O que aconteceu: uma pesquisa recente aponta que muitos exoplanetas podem ter interiores sem núcleo nem manto definidos, diferente do modelo rochoso tradicional. O estudo, submetido ao Astrophysical Journal e disponível no arXiv, sugere estruturas internas totalmente fluidas para sub-Netunos e super-Terras.

Quem está envolvido: cientistas que estudam a composição interna de planetas fora do Sistema Solar, com foco em mundos de maior tamanho que a Terra.
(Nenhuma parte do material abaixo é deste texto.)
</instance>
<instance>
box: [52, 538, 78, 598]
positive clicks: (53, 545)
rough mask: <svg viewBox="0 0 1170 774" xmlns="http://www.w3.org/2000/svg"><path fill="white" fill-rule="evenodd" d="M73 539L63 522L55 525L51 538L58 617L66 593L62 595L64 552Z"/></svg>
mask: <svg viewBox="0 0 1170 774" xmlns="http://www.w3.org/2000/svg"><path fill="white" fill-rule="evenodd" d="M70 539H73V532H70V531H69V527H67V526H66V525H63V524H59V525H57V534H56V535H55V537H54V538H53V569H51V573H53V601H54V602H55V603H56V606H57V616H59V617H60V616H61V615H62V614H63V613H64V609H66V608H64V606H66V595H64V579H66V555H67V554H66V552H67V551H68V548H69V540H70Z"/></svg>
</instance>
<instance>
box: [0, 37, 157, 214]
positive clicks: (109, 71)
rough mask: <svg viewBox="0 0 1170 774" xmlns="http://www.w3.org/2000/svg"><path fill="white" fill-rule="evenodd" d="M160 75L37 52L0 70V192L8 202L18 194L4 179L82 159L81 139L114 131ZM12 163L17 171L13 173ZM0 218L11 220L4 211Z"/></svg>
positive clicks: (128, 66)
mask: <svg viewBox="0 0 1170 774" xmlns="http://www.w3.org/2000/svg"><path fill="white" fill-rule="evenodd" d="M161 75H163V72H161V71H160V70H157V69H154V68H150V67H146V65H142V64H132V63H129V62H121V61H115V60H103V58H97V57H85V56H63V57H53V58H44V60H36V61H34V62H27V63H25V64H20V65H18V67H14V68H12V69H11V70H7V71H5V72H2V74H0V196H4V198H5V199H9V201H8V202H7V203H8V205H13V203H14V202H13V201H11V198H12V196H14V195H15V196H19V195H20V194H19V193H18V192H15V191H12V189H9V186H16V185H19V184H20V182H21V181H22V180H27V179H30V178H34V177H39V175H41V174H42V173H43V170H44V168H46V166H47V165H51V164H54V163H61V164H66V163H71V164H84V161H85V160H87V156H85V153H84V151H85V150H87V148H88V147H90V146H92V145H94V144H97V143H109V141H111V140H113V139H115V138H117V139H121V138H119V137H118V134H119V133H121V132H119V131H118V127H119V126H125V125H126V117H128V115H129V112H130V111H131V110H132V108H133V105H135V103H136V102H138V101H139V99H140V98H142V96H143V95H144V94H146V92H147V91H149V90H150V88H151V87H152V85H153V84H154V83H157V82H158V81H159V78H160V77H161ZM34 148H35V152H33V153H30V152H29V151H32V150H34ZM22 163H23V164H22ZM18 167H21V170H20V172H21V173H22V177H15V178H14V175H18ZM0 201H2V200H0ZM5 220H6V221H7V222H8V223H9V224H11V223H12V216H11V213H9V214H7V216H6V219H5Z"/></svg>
Os autores enfatizam que a Terra pode representar uma exceção no novo cenário.

Quando e onde aconteceu: a descoberta resulta de análises teóricas aplicadas a dados observacionais de exoplanetas detectados ao redor de estrelas, na Via Láctea. O trabalho discute condições extremas presentes em sistemas planetários variados.

Como isso se explica: temperaturas superiores a 4 mil kelvin poderiam impedir a formação de camadas distintas de núcleo, manto e atmosfera externa. Em vez disso, ferro, silicato e hidrogênio formariam um interior homogêneo e fluido.

Por que é relevante: segundo os autores, pequenas quantidades de hidrogênio dissolvidas nas camadas profundas podem migrar para a superfície conforme o planeta esfria, ampliando o raio temporariamente. Esse fenômeno pode explicar a lacuna de raio observada em alguns exoplanetas.

O que muda no entendimento: a hipótese sugere que muitos planetas sub-Netunos e super-Terras podem ter interiores completamente diferentes dos modelos tradicionais. Se comprovada, a Terra pode não representar o padrão dominante na galáxia.

Subtítulo 1

Interior fluido e hidrogênio em suspensão

Subtítulo 2

Implicações para observações e formação planetária

Sem concluir, sem opinião, apenas informações: o estudo ainda depende de testes experimentais mais avançados, mas reforça a ideia de uma diversidade interior muito maior entre planetas além do Sistema Solar. Créditos: fontes acadêmicas que divulgam o trabalho.